The Rastafarians

The
Rastafarians
Now, I want to go into other fields of the Rastafarian faith like they are
represented in Roots Reggae. The obvious thing, of course, is that they sing
about themselves and how they live their faith. To understand if they sing about
themselves is sometimes a problem caused by the multitude of names that
lyricists use as a synonym of “Rastafarian”. The abbreviation “Rasta”
and the word “Rastaman” are still well understandable, “(Natty) Dread”,
”Bongoman”, “Congoman”, “the righteous”, “Israelites” and
“sufferers” by comparison seem to be more illogical. Here again you can make
a distinction according to the origin of the words. “(Natty) Dread”,
“Bongoman” and “Congoman” originally had a negative context. The first
one developed from the term “Dreadlock” that Non-Rastafarians invented when
the first Rastafarians let their hair grow and mat. It was a very new style that
looked so strange for some people that it frightened them. Later, “Dread”

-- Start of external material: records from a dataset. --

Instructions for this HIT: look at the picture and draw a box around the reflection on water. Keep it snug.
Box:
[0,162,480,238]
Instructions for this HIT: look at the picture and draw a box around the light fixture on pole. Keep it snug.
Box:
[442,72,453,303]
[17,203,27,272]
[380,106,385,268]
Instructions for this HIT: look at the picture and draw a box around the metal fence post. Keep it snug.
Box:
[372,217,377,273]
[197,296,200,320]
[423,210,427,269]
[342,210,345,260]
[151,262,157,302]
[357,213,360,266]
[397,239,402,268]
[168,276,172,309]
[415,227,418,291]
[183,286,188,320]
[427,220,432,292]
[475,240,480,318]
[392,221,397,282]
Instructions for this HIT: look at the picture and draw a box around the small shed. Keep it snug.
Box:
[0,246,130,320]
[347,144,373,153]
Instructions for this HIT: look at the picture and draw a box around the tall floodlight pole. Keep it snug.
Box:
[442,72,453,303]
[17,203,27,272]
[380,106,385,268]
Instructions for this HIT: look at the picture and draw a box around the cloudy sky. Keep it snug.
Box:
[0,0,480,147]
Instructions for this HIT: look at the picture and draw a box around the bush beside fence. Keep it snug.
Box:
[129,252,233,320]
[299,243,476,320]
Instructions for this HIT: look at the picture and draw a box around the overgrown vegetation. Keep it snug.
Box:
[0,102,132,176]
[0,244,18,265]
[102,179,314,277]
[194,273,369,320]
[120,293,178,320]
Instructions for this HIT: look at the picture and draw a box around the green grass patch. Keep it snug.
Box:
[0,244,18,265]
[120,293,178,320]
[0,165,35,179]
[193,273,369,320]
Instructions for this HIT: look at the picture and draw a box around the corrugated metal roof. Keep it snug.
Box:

was used by the Rastafarians themselves as a positive word for men who wear
dreadlocks. In the last years it has again chanced its meaning, because a lot of
DJs use it to describe the Gigolos or Playboys at the Jamaican beaches.
“Bongoman” and “Congoman” normally words that were associated with
uneducated and stupid, were upvalued with the new value of an African background
like in “Keep your Dread” by Big Youth who addresses the “Black People”
and advises them “Keep your dread natty know your culture. Keep your dread
natty know yourself now (...) Dread lock dread natty dread natty congo.”15 The
other expressions: “the righteous”, “Israelites” and “sufferers”
reveal more a social classification, that means “a consciousness of the
polarity of class interests.”16 For the Rastafarians there are just two
categories of class: the society and the oppressed, i.e. themselves. These
categories that are also used by the singers can be “society” and sufferers”,
“the
righteous” and “the wicked”, “the pope” and “Rastafari”, “you”
and “me”, “them” and “us” or “Babylonians” and “Israelites”.